Cardiologists know that eating right combats cardiovascular disease—but having the time and knowledge to council patients on nutrition can be challenging.
Nursing teams are challenged too. I remember a conversation with a cath lab nurse a couple of years ago when the Affordable Care Act brought a flood of newly insured patients into the system. She and her team were frustrated by the surge of patients, many of lower socioeconomics, whom did not know what eating healthy was.
We know the effects of cardiovascular disease are more significant on populations with lower socioeconomic status. Everyone needs to shop the outside aisles of the grocery store for protein and produce, but many can’t because they can’t afford to. A recent study in PLOS Medicine found that a 10 percent subsidy of fruits and vegetables for all Americans could prevent or postpone 150,500 cardiovascular disease (CVD) deaths by 2030. A 30 percent subsidy for fruits and vegetables for “food stamp” participants could reduce CVD deaths by 35,100 in the next 15 years.
They advocate for improving dietary quality by reducing the price of healthy foods for food program participants, as well as continuing the push to reduce sugar-sweetened beverage consumption nationally through taxes and a media campaign.
Education from cardiologists and cardiovascular team members will help too. Another recent study found gaps between what is known about nutrition and lifestyle among cardiologists and what is shared with patients. Few had received nutrition education during fellowship or internal medicine training and many physicians reported spending three minutes or less per visit discussing nutrition with patients.

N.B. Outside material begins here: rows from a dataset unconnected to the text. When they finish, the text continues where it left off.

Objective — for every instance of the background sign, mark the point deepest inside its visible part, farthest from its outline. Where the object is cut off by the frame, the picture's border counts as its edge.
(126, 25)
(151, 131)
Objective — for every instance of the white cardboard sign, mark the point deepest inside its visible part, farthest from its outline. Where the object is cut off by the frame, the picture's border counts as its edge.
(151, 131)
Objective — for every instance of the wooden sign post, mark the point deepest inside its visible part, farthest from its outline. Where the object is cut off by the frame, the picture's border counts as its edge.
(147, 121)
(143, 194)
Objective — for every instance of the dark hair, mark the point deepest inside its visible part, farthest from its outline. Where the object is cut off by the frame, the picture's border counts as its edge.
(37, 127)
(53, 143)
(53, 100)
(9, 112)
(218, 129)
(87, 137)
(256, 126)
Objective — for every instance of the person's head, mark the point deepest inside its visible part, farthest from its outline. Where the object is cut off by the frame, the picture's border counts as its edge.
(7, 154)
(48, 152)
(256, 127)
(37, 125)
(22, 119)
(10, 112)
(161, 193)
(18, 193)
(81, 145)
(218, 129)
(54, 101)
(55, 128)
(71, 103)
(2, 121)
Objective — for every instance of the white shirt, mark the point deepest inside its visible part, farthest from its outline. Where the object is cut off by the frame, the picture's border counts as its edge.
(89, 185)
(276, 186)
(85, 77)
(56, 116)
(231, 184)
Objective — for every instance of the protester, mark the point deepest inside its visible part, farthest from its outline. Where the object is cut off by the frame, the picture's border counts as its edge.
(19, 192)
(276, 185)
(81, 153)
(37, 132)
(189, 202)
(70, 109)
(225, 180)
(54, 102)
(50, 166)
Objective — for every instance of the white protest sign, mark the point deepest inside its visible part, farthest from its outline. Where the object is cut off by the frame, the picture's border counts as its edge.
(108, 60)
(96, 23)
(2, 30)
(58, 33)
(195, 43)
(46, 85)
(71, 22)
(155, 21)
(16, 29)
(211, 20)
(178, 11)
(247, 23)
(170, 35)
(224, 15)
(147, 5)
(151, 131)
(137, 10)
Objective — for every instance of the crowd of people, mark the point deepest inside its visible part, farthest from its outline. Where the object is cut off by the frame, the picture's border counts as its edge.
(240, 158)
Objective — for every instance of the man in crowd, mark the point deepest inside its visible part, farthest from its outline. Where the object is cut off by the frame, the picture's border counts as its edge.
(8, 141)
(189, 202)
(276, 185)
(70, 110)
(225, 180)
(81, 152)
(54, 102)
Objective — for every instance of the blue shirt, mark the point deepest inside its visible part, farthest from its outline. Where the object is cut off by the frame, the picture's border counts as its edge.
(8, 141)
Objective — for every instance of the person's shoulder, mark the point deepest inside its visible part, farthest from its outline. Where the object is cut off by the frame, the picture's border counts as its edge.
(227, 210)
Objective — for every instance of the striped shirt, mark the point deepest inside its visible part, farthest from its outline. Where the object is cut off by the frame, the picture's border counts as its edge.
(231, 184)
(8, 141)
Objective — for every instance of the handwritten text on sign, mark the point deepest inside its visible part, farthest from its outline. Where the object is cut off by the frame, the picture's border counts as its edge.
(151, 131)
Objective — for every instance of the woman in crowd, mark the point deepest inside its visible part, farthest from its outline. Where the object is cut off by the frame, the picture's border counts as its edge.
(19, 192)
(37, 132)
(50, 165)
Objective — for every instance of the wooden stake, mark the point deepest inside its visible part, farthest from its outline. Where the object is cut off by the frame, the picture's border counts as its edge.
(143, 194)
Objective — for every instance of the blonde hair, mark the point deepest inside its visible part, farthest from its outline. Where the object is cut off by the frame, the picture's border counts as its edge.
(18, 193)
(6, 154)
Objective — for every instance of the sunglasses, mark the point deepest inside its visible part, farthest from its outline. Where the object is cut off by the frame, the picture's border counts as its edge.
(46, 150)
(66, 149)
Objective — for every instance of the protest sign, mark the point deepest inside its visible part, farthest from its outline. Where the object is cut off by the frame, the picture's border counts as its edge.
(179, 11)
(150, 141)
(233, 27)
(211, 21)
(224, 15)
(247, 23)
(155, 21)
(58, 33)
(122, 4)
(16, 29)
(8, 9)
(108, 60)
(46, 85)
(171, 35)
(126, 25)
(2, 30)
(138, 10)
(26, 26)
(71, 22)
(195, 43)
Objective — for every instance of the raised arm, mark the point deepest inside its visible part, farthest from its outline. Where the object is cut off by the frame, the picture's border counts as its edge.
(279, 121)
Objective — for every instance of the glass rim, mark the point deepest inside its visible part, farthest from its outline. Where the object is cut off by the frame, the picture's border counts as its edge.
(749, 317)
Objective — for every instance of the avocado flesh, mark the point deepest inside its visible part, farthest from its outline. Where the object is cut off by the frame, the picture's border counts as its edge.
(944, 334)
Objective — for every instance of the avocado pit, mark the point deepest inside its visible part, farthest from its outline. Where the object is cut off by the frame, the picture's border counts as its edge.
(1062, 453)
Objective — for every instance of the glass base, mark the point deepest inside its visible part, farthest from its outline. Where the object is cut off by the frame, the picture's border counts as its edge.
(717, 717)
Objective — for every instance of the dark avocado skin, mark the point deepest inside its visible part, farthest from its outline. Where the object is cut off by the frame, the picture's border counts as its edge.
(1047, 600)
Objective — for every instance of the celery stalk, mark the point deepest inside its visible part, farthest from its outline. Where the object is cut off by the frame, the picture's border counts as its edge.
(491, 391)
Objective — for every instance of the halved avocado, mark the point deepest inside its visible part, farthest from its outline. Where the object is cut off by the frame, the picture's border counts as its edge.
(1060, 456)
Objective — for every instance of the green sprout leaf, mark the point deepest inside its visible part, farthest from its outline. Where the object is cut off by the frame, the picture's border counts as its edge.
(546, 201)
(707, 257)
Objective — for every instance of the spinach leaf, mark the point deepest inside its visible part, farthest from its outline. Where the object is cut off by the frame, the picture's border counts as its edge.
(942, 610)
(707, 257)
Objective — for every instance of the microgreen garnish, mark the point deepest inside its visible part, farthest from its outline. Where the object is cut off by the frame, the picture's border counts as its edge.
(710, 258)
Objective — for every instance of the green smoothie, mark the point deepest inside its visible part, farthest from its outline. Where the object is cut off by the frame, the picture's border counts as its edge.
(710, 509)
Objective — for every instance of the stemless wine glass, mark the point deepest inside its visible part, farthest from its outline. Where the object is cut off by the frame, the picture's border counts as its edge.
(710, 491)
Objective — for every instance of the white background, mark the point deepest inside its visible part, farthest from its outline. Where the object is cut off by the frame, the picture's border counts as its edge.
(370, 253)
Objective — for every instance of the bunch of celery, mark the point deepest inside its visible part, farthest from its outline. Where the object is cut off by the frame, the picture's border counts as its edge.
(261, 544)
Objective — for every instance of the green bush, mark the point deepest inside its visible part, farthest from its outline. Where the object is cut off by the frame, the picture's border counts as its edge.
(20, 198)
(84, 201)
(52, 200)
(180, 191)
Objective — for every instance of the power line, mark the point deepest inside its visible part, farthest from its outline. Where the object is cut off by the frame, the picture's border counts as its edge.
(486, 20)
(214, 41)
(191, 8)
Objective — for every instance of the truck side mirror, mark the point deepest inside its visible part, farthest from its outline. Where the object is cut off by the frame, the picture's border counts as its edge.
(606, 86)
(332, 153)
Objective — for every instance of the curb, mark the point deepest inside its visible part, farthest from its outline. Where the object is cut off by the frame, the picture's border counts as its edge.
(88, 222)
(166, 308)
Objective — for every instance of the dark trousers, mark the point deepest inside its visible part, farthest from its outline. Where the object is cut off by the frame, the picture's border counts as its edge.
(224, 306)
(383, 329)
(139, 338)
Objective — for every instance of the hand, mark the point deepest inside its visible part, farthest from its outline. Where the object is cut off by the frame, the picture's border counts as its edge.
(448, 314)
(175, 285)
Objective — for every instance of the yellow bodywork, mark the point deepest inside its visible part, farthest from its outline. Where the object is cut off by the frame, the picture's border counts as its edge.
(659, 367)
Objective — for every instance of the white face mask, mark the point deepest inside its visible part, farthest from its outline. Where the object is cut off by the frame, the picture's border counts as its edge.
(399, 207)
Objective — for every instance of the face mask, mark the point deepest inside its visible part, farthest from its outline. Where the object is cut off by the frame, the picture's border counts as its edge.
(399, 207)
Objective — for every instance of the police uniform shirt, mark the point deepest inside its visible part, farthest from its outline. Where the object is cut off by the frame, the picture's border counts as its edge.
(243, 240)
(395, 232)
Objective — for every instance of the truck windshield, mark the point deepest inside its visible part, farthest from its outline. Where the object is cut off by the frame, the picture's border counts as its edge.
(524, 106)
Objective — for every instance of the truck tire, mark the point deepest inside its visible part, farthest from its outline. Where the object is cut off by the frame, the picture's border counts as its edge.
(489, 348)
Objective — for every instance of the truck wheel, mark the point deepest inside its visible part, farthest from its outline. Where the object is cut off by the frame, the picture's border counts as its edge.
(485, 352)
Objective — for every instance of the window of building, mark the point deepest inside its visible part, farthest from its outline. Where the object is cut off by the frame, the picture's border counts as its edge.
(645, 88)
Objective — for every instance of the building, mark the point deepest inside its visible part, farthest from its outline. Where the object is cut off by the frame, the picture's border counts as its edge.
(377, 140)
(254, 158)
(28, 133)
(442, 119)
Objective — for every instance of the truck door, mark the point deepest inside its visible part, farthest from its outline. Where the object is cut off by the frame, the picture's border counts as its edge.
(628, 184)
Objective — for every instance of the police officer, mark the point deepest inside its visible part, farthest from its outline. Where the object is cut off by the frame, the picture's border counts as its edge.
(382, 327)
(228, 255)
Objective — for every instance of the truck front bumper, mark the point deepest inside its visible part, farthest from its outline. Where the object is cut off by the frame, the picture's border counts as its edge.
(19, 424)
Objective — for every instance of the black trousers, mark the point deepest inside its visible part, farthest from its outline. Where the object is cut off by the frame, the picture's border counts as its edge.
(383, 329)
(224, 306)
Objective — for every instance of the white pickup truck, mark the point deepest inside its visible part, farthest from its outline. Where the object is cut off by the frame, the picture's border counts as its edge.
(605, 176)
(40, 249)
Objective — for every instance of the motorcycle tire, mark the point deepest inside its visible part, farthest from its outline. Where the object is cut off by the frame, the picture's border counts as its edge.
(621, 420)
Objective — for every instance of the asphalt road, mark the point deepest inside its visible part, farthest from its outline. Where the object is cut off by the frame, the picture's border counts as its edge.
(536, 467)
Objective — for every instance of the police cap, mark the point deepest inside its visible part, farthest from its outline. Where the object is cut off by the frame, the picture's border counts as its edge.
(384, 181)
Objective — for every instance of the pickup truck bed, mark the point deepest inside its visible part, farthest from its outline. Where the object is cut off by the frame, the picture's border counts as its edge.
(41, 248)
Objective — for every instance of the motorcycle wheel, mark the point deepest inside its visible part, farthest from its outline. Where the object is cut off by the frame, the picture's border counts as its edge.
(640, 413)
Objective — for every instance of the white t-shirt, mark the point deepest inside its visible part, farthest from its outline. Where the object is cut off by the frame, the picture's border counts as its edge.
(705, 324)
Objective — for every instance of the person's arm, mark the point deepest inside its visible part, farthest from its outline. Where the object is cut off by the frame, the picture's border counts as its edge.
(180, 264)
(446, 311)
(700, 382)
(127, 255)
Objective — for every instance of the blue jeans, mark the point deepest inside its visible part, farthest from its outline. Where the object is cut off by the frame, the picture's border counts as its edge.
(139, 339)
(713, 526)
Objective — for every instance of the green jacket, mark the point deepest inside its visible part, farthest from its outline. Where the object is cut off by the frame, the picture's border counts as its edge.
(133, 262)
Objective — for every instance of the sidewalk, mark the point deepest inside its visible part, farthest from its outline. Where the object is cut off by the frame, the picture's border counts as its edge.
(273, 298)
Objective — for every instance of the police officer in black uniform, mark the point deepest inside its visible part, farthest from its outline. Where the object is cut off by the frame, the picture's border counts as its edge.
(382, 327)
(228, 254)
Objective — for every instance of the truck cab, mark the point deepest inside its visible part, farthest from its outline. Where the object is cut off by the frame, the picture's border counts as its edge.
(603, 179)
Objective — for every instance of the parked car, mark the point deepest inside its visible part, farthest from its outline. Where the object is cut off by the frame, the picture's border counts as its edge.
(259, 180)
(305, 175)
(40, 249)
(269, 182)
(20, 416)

An interesting fact emerged. The survey showed that cardiologists who prioritize their own eating habits are more likely to discuss such lifestyle changes with patients. Only 20 percent of respondents claimed to eat the recommended five daily servings of fruits and vegetables, roughly the same proportion as the public.
"Cardiologists with the most vegetable and fruit consumption were also more likely to believe it was their responsibility to discuss detailed dietary information with their patients," said study author Stephen Devries, MD. "Therefore, one way to possibly improve patient counseling and health is for physicians to first optimize their own diet."
We need to look forward and make changes now that will dividends for patients later.